Consequently, decision makers cannot consider the uncertainties caused by differences in modeling approaches, and modelers lack a systematic understanding of the effects of typical method choices. While modelers are aware that a variety of uncertainties exist, addressing every uncertainty is often impractical. Hence, it is necessary to develop a better understanding which factors have a high impact. However, uncertainty factors are often studied independently in the literature, and comprehensive evaluations are rarely done due to the high computational effort required. Particularly in studies with only a few model runs, biases remain largely unnoticed^2^. Nevertheless, the impact of uncertainties and the influence of methodological choices on scenario results are considerable.
Energy scenario analysts typically use capacity expansion models^3^, which we refer to as energy system optimization models (ESOMs). These cost-minimizing models^4^ usually have normative constraints and many interdependencies. Modelers must also cope with many uncertain parameters^1^. For this reason, analyzing broad sets of scenarios is often only possible for small problems, and is established in operation planning^2^ and investment planning^5^ for local systems, such as residential neighborhoods^6^ or industrial areas^7^. Such applications are computationally manageable since their scope is limited. However, ESOMs become disproportionately complex for research on large-scale systems, making large-scale simulations challenging. As a consequence, such ESOMs are difficult to compute^1,8–10^. High-performance computing (HPC) can address this issue and is standard in related research areas such as climate modeling. However, although it is the best practice, it is not yet applied in many energy scenario analyses.
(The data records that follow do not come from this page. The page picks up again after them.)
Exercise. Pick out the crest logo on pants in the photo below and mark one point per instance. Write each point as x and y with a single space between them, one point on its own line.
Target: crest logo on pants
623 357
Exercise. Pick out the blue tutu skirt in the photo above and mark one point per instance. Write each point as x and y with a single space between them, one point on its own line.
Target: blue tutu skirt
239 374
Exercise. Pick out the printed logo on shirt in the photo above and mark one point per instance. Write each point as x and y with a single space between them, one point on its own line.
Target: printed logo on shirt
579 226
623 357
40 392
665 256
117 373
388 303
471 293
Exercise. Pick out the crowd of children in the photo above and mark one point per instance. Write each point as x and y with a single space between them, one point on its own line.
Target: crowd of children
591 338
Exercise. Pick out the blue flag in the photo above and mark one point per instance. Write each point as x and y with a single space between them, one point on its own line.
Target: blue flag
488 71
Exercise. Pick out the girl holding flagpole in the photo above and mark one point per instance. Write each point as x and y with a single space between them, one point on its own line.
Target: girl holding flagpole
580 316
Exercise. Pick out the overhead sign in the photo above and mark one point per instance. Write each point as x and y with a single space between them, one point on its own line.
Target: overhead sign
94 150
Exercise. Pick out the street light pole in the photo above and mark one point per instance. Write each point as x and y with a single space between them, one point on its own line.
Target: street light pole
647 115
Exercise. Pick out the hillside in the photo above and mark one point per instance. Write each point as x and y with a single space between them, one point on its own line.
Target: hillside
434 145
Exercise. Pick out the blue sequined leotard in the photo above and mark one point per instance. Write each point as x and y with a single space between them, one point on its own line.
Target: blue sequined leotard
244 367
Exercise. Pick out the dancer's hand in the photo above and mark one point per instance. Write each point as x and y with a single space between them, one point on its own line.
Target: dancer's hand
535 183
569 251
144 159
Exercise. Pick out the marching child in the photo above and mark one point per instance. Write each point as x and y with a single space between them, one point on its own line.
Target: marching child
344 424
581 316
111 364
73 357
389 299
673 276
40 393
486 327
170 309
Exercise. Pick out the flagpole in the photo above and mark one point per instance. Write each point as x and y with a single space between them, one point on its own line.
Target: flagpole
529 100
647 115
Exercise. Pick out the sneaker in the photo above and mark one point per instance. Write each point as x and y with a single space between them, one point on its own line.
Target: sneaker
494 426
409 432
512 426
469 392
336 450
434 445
Presenting the results also comes with challenges. Since the purpose of scenario studies is typically to support human decision makers, the results must be summarized. Of the thousands of calculated scenarios, only a high level of aggregation or just a few representative scenarios can usually be communicated^11^. This results in a lack of incentive to calculate more than a few scenarios, given the large amount of computational resources required. In fact, even prominent large-scale energy supply studies examine only few scenarios. For example, the TYNDP 2024 Scenarios^12^ consider one weather year for capacity expansion planning and three weather years for dispatch planning, as well as just two different sets of cost assumptions. Similarly, although the National Renewable Energy Laboratory (NREL) calculated 100 scenarios for their National Transmission Planning Study, only the weather years 2007–2013 were used for modeling^13^.
Consequently, we must combine efficient computing of complex optimization models with systematic variations of input data assumptions to create a space of plausible scenarios, i.e., having sensible combinations of input parameters that can be communicated. In summary, we see a need for performing more robust scenario analyses that address many different system aspects. Parallel computing of many scenarios using HPC can address these needs. Accordingly, the overarching questions of this paper are: First, how can energy scenario analysis using large-scale ESOMs benefit from establishing modeling workflows in HPC environments? Second, what impact do required methodological choices have on the robustness of scenario analyses?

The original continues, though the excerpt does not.